Music Review: The Gospel According to the Other Mary
The Gospel According to the Other Mary: A Passion Oratorio in Two Acts
John Adams
Deutsche Grammophon
The Passion story—the story of the arrest and execution of Jesus—is always told with dramatic intensity and spiritual purpose. Each modern retelling has the potential to emphasize different aspects of Christ’s life and teachings. With The Gospel according to the Other Mary, the composer John Adams brings the tension of this story to a crescendo, with pulsing tones rising to chaotic peaks and falling again into dark vibrations of metallic gongs. Adams, with his longtime collaborator Peter Sellars, has transported this ancient biblical story of suffering, death, and rebirth into the present day, which is perhaps where it is serves us best. The Gospel according to the Other Mary connects Jesus’s struggles for political and spiritual liberation to modern Christian activism that serves the poor and agitates for economic equality and an end to war.

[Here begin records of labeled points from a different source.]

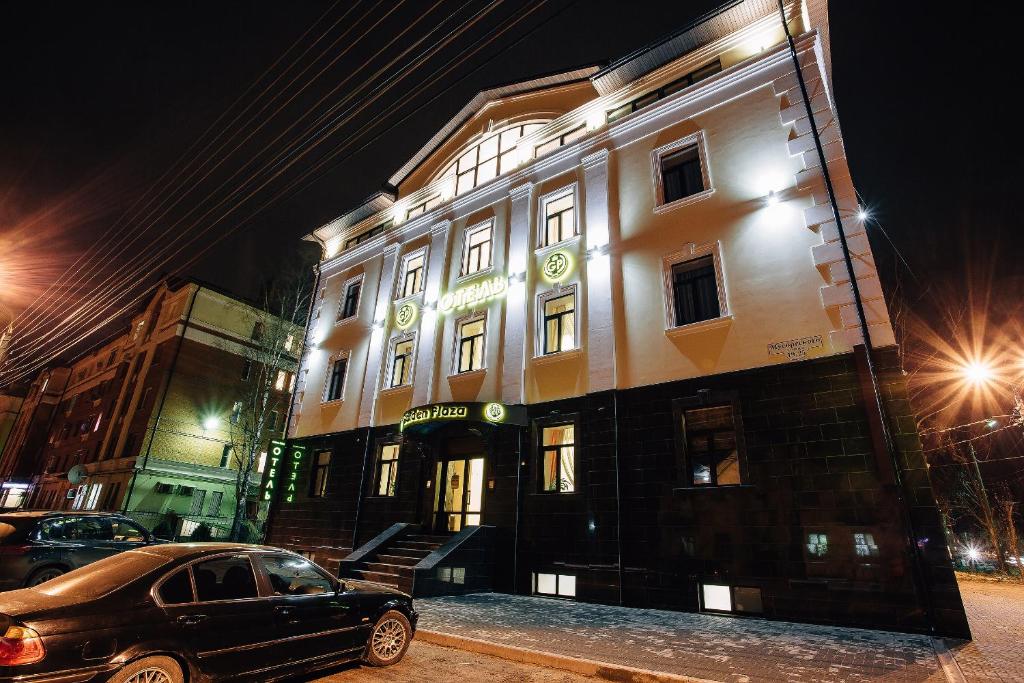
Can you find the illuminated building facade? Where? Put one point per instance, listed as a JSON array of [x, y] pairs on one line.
[[603, 333], [143, 421]]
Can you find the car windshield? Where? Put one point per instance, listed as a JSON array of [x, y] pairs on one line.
[[100, 578]]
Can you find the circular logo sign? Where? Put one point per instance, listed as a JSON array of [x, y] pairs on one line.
[[557, 265], [406, 315], [494, 412]]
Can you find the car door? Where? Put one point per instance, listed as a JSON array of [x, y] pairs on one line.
[[314, 616], [227, 627]]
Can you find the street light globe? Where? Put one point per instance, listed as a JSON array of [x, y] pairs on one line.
[[977, 372]]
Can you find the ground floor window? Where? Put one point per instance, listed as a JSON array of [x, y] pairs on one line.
[[557, 585], [747, 599]]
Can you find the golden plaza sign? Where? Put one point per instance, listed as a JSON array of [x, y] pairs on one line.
[[492, 413], [473, 294]]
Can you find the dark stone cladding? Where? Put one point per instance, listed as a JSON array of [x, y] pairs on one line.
[[634, 534]]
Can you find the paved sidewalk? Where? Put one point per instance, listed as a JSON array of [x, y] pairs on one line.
[[996, 615], [702, 646]]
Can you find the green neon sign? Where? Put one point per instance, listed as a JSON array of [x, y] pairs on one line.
[[283, 466]]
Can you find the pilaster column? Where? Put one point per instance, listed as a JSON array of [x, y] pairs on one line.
[[378, 336], [428, 350], [597, 236], [516, 304]]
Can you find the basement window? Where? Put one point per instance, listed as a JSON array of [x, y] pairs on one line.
[[555, 585]]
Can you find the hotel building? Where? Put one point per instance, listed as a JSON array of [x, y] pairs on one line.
[[598, 341]]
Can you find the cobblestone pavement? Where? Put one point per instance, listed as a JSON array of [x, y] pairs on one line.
[[717, 648], [429, 664], [996, 615]]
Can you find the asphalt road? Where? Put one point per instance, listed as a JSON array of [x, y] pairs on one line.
[[428, 664]]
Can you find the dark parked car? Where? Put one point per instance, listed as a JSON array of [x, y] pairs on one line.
[[200, 612], [38, 546]]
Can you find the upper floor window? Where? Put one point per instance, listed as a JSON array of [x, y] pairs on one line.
[[665, 90], [558, 324], [560, 140], [350, 298], [559, 217], [694, 291], [681, 172], [470, 354], [413, 268], [336, 379], [493, 156], [476, 253], [400, 368]]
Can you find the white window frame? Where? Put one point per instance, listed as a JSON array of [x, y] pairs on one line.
[[400, 285], [347, 355], [457, 347], [399, 339], [656, 158], [344, 295], [557, 292], [693, 252], [489, 223], [542, 218]]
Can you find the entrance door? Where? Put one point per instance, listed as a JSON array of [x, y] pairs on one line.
[[458, 494]]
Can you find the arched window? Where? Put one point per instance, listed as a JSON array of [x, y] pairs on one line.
[[494, 155]]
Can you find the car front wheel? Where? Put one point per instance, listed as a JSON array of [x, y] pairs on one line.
[[151, 670], [389, 639]]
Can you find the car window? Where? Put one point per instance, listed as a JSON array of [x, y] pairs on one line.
[[224, 579], [295, 575], [125, 531], [177, 590], [103, 575], [90, 528]]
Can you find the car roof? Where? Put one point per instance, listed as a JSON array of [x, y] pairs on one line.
[[35, 514], [180, 550]]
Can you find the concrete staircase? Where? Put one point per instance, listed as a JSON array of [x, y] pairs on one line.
[[392, 562]]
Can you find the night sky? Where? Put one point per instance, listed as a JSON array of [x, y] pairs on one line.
[[101, 98]]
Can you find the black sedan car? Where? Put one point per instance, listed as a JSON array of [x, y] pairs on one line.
[[38, 546], [200, 612]]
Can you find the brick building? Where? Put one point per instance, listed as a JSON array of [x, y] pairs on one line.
[[144, 421], [600, 343]]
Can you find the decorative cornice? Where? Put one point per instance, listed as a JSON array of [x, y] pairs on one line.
[[598, 158], [519, 191]]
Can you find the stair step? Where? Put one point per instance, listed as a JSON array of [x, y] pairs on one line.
[[396, 569], [404, 560]]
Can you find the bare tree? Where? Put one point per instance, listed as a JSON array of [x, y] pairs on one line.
[[261, 402]]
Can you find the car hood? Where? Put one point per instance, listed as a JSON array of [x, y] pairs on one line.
[[370, 587]]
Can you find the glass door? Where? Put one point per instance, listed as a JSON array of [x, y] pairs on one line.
[[458, 494]]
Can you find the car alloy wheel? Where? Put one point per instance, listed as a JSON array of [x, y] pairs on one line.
[[388, 639], [44, 575], [151, 675]]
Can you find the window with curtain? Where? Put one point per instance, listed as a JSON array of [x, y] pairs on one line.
[[350, 300], [681, 174], [413, 279], [336, 380], [401, 364], [470, 345], [317, 478], [477, 250], [387, 469], [559, 219], [694, 291], [559, 324], [558, 459], [712, 451]]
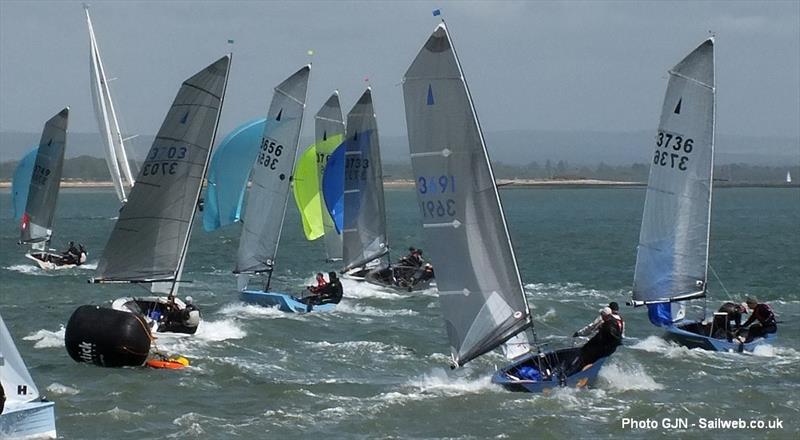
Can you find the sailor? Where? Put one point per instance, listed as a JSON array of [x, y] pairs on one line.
[[734, 312], [604, 343], [321, 283], [594, 325], [766, 320], [333, 292], [190, 314]]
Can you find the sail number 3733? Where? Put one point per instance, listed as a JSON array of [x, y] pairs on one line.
[[672, 150], [437, 188]]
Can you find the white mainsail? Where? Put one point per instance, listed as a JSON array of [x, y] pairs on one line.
[[116, 158], [480, 289], [672, 257], [17, 382]]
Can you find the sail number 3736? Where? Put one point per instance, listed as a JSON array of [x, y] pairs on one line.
[[672, 150], [437, 188]]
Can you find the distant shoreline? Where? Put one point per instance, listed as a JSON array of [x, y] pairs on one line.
[[502, 183]]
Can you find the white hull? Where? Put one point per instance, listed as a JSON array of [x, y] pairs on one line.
[[31, 420]]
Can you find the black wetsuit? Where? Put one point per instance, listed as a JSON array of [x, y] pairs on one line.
[[766, 322], [605, 342], [734, 312]]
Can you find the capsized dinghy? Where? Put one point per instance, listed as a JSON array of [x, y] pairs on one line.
[[480, 291]]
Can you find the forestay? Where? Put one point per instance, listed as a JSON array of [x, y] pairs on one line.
[[671, 263], [116, 158], [227, 183], [364, 234], [271, 174], [480, 290], [14, 377], [37, 221], [150, 238]]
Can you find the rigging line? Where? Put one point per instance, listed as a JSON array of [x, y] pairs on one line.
[[720, 282]]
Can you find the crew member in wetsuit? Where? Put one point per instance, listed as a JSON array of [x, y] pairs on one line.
[[316, 291], [734, 312], [604, 343], [766, 324], [333, 292]]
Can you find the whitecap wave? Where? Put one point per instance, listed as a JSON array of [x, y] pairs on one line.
[[628, 377], [46, 338], [62, 390]]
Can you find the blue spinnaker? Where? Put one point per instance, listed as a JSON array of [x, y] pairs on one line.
[[22, 182], [660, 314], [333, 187], [228, 174]]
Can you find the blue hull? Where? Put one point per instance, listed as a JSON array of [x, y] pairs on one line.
[[283, 301], [695, 340], [507, 377], [29, 420]]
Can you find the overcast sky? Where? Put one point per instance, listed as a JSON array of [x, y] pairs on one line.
[[588, 66]]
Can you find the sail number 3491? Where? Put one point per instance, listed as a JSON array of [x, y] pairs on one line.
[[672, 150]]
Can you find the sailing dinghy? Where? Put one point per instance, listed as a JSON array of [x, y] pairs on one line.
[[23, 412], [480, 290], [116, 157], [37, 181], [267, 199], [672, 256], [149, 242], [364, 235]]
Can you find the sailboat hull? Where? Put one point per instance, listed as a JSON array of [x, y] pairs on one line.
[[51, 261], [509, 378], [282, 301], [29, 420], [682, 334]]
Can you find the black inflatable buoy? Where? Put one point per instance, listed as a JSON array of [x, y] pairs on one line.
[[107, 337]]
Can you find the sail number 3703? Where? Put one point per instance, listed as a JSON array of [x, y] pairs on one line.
[[672, 150], [436, 189]]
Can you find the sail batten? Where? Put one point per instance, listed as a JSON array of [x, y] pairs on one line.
[[271, 173], [672, 256], [483, 302], [151, 236]]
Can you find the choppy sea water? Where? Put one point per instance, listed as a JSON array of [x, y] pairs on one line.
[[377, 367]]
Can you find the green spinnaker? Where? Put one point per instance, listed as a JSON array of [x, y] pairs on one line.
[[307, 182]]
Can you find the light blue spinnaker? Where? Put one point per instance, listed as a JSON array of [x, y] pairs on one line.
[[227, 181], [333, 187], [22, 182]]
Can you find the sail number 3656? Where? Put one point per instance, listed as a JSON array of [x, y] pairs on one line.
[[672, 150], [434, 186], [270, 152]]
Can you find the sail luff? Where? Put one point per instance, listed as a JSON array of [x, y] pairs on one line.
[[182, 259], [37, 222], [14, 376], [480, 291], [329, 122], [364, 235], [150, 237], [101, 110], [268, 197], [672, 256]]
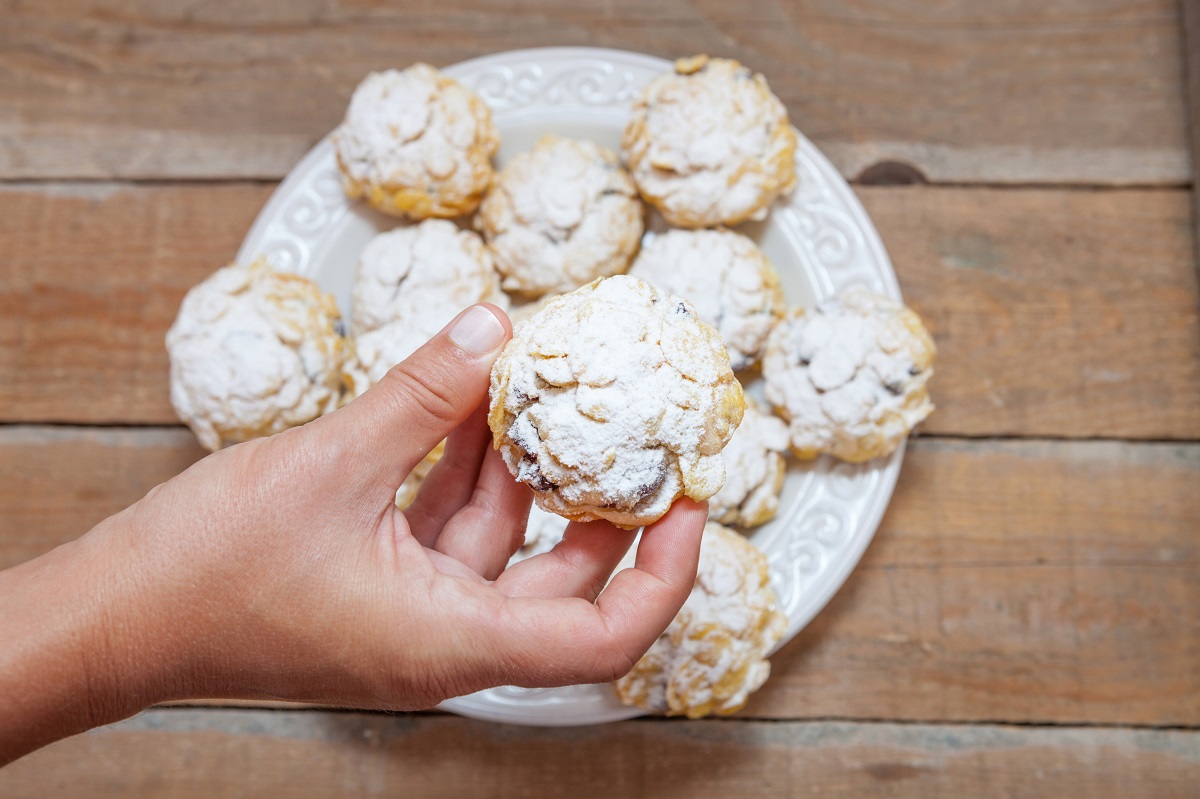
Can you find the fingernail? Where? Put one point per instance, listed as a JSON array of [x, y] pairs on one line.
[[478, 331]]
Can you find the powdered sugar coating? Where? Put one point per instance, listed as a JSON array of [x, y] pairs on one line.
[[850, 376], [411, 282], [543, 533], [417, 143], [252, 353], [754, 470], [561, 216], [423, 275], [714, 654], [709, 144], [726, 276], [613, 401]]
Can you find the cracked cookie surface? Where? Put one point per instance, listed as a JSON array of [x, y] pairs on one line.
[[613, 401], [417, 143], [726, 276], [252, 353], [561, 216], [850, 376], [713, 655], [709, 144]]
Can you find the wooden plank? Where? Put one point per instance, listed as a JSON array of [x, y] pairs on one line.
[[1009, 91], [223, 754], [1059, 313], [1191, 37], [1014, 581], [1056, 312]]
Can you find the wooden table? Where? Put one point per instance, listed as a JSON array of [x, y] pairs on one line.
[[1027, 619]]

The oratorio opens with a jail scene, where a group of women have been arrested for protesting on behalf of the poor. Class and gender are immediately put in the spotlight, with women serving as central characters who struggle to transform society. Within this work is a call to confront social structures with the tireless spirituality-based energy of people like the labor activist Cesar Chavez, the author June Jordan, and Catholic Worker founder Dorothy Day, all of whom have their words and ideas appear as lyrics for the characters of The Gospel according to the Other Mary. The Los Angeles Philharmonic Association commissioned the piece, and Gustavo Dudamel served as music director.
The Gospel according to the Other Mary offers an optimistic message about the potential for spirituality-based social change: in act 2, Jesus “tears himself down from the cross, chops it down with an axe, and blazing with the phosphorescent colors of the New World, demolishes all hierarchies.